When a dog shares his life and home with another being, whether a human, another dog, cat or other animal, a strong bond forms. The dog has lived his life with his pal and his pal’s scent is all around his environment. His human feeds him, plays with him, spends time with him and a lot of times sleeps with him! His animal pal, whether another dog, a cat or some other animal that he has bonded with, also plays with him, sometimes eats with him, and in general spends time with him. This way of life between the dog and his pal forms a strong friendship.

A lot of times the dog with form multiple friendships. An example would be between his human pal, and maybe another dog in the family. Or perhaps several humans in the family. Regardless of this, his pal’s scent is everywhere.

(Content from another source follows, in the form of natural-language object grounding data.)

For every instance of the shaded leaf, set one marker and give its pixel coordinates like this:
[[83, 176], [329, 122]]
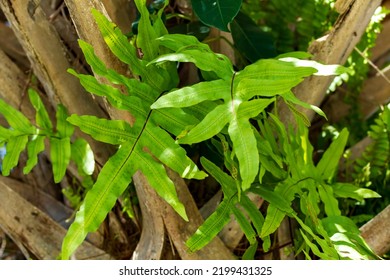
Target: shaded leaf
[[16, 119], [113, 179], [60, 151], [216, 13], [34, 147], [15, 145], [330, 160], [211, 227], [252, 42], [42, 117], [82, 155]]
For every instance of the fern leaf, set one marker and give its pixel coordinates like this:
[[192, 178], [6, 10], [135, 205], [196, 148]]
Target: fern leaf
[[60, 151], [346, 190], [82, 155], [16, 119], [64, 128], [211, 227], [34, 147], [113, 132], [330, 202], [158, 179], [113, 179], [144, 146], [189, 96], [146, 39], [15, 145], [329, 161], [210, 126], [245, 148], [245, 225], [198, 53], [168, 152], [42, 117]]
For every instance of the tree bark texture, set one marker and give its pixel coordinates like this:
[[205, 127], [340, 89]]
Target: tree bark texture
[[333, 48]]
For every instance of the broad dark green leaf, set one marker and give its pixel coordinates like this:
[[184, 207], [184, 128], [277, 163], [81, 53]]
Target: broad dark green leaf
[[161, 145], [216, 13], [211, 227], [64, 128], [60, 151], [245, 225], [211, 125], [15, 145], [16, 119], [245, 148], [274, 199], [194, 28], [146, 39], [191, 95], [250, 40], [330, 202], [113, 179], [227, 183], [346, 237], [250, 252], [34, 147], [198, 53], [42, 117], [347, 190], [113, 132], [158, 179], [330, 160], [82, 155]]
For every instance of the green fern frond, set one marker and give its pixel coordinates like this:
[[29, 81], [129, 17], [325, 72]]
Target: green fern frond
[[376, 156]]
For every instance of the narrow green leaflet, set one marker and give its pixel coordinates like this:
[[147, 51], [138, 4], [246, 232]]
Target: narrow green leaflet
[[245, 147], [265, 78], [42, 117], [345, 235], [113, 132], [34, 147], [250, 39], [189, 96], [146, 39], [158, 179], [216, 13], [227, 183], [16, 119], [64, 128], [330, 202], [60, 151], [82, 155], [145, 145], [211, 227], [198, 53], [347, 190], [15, 146], [245, 225], [330, 160], [113, 179]]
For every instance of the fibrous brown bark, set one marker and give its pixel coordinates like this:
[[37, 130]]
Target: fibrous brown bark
[[36, 230], [50, 60], [333, 48]]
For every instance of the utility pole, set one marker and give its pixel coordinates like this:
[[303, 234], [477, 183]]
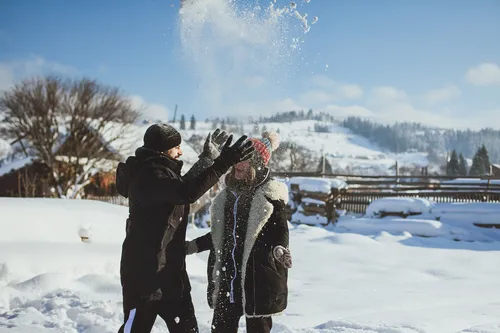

It’s hard for us humans to comprehend this, but a dog’s scent is so powerful, that it is just part of his whole life. Dogs use their sense of smell a whole lot more than we do. They establish their territory (your house, your car, his crate), with their nose, so smell is very important to them. I once heard that dogs smell things and objects like we read a newspaper!

When that daily scent of his friend is suddenly gone, and the daily routine is absent, the dog must certainly become confused and actually disorientated. We think that dogs don’t actually understand the concept of death, much like small children, but he knows that his pal isn’t there, and his scent is gone from his environment. So because he doesn’t understand what happened, and because he can’t play or smell his friend, and his daily routine is completely and abruptly turned upside down for him, he might just lay around all day. His familiar smells are gone. He might not eat or drink. He might just plain look miserable to us. We probably will interpret this as sadness or grieving.

Now, with no human or friend to play with, and the loss of their scent, some owners say that the dog does feel some sort of grief. Remember the story about the Skye Terrier “Greyfriers Bobby” in Scotland who stayed and slept near and on top of his master’s grave every night for 14 years after the man died? People have said that the dog was grieving for his master.

Many might say that this is just anthropomorphism, which is attributing our own human qualities to our pets. But others say that dogs can become profoundly depressed, and deeply mourn the loss of their loved one. Some dog owners even say that dogs can die of grief. But perhaps all we can do is take clues from our pets and come to our own conclusions.

But one way to comfort a pet whose friend has passed might be to introduce him to a wide variety of other people and other animals (thus lots of different smells!). It might happen that he will take to another human or animal. This could perk him up and even get him to start eating and drinking regularly again. Perhaps even to play! Whatever we conclude from this intriguing subject, we owe it to our faithful dogs to take care of them and to be sure they’re happy and healthy in their life and even in our death.